10 Jan, 2012

1 commit


28 Dec, 2011

2 commits


25 Dec, 2011

2 commits

  • This patch adds the match that allows to perform extended
    accounting. It requires the new nfnetlink_acct infrastructure.

    # iptables -I INPUT -p tcp --sport 80 -m nfacct --nfacct-name http-traffic
    # iptables -I OUTPUT -p tcp --dport 80 -m nfacct --nfacct-name http-traffic

    Signed-off-by: Pablo Neira Ayuso

    Pablo Neira Ayuso
     
  • We currently have two ways to account traffic in netfilter:

    - iptables chain and rule counters:

    # iptables -L -n -v
    Chain INPUT (policy DROP 3 packets, 867 bytes)
    pkts bytes target prot opt in out source destination
    8 1104 ACCEPT all -- lo * 0.0.0.0/0 0.0.0.0/0

    - use flow-based accounting provided by ctnetlink:

    # conntrack -L
    tcp 6 431999 ESTABLISHED src=192.168.1.130 dst=212.106.219.168 sport=58152 dport=80 packets=47 bytes=7654 src=212.106.219.168 dst=192.168.1.130 sport=80 dport=58152 packets=49 bytes=66340 [ASSURED] mark=0 use=1

    While trying to display real-time accounting statistics, we require
    to pool the kernel periodically to obtain this information.

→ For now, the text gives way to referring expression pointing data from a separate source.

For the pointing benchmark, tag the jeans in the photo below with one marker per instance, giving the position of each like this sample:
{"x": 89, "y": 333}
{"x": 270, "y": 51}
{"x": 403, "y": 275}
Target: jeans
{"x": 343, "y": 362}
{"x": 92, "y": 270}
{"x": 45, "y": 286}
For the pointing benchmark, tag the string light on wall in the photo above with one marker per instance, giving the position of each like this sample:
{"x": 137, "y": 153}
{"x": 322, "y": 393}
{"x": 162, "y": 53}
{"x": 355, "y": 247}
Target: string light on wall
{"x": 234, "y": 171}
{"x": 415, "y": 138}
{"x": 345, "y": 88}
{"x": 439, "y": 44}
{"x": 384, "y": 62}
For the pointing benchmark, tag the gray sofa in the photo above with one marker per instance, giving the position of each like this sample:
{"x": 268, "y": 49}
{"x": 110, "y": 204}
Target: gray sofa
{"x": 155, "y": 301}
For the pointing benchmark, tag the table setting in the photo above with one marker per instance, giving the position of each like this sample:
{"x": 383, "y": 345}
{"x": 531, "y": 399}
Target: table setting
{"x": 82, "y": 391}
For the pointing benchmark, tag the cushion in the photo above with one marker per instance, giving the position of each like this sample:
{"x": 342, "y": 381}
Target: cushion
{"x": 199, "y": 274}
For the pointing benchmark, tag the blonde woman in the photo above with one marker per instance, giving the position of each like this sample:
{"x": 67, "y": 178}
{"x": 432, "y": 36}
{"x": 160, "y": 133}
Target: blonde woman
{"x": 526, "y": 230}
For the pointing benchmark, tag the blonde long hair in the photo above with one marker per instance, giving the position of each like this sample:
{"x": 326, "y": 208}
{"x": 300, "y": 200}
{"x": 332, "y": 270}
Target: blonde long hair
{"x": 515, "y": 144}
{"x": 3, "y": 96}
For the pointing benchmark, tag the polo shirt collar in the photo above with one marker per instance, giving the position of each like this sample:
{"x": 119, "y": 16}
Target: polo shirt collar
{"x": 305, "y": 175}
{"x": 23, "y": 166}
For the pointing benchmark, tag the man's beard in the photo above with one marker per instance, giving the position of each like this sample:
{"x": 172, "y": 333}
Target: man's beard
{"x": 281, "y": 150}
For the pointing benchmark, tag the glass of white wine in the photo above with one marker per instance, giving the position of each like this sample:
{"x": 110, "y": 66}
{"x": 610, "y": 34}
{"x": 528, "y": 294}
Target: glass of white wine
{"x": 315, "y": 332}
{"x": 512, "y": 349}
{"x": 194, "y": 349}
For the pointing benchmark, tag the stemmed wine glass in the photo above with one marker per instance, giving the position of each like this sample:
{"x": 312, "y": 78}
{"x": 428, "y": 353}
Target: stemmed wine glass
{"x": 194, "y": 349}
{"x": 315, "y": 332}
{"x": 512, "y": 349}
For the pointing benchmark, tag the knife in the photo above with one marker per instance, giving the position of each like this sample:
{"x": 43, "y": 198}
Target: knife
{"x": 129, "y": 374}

This is
    OK if the number of flows is relatively low. However, in case that
    the number of flows is huge, we can spend a considerable amount of
    cycles to iterate over the list of flows that have been obtained.

    Moreover, if we want to obtain the sum of the flow accounting results
    that match some criteria, we have to iterate over the whole list of
    existing flows, look for matchings and update the counters.

    This patch adds the extended accounting infrastructure for
    nfnetlink which aims to allow displaying real-time traffic accounting
    without the need of complicated and resource-consuming implementation
    in user-space. Basically, this new infrastructure allows you to create
    accounting objects. One accounting object is composed of packet and
    byte counters.

    In order to manipulate create accounting objects, you require the
    new libnetfilter_acct library. It contains several examples of use:

    libnetfilter_acct/examples# ./nfacct-add http-traffic
    libnetfilter_acct/examples# ./nfacct-get
    http-traffic = { pkts = 000000000000, bytes = 000000000000 };

    Then, you can use one of this accounting objects in several iptables
    rules using the new nfacct match (which comes in a follow-up patch):

    # iptables -I INPUT -p tcp --sport 80 -m nfacct --nfacct-name http-traffic
    # iptables -I OUTPUT -p tcp --dport 80 -m nfacct --nfacct-name http-traffic

    The idea is simple: if one packet matches the rule, the nfacct match
    updates the counters.

    Thanks to Patrick McHardy, Eric Dumazet, Changli Gao for reviewing and
    providing feedback for this contribution.

    Signed-off-by: Pablo Neira Ayuso

    Pablo Neira Ayuso
     

23 Dec, 2011

3 commits

  • Export the NAT definitions to userspace. So far userspace (specifically,
    iptables) has been copying the headers files from include/net. Also
    rename some structures and definitions in preparation for IPv6 NAT.
    Since these have never been officially exported, this doesn't affect
    existing userspace code.

    Signed-off-by: Patrick McHardy
    Signed-off-by: Pablo Neira Ayuso

    Patrick McHardy
     
  • This partially reworks bc01befdcf3e40979eb518085a075cbf0aacede0
    which added userspace expectation support.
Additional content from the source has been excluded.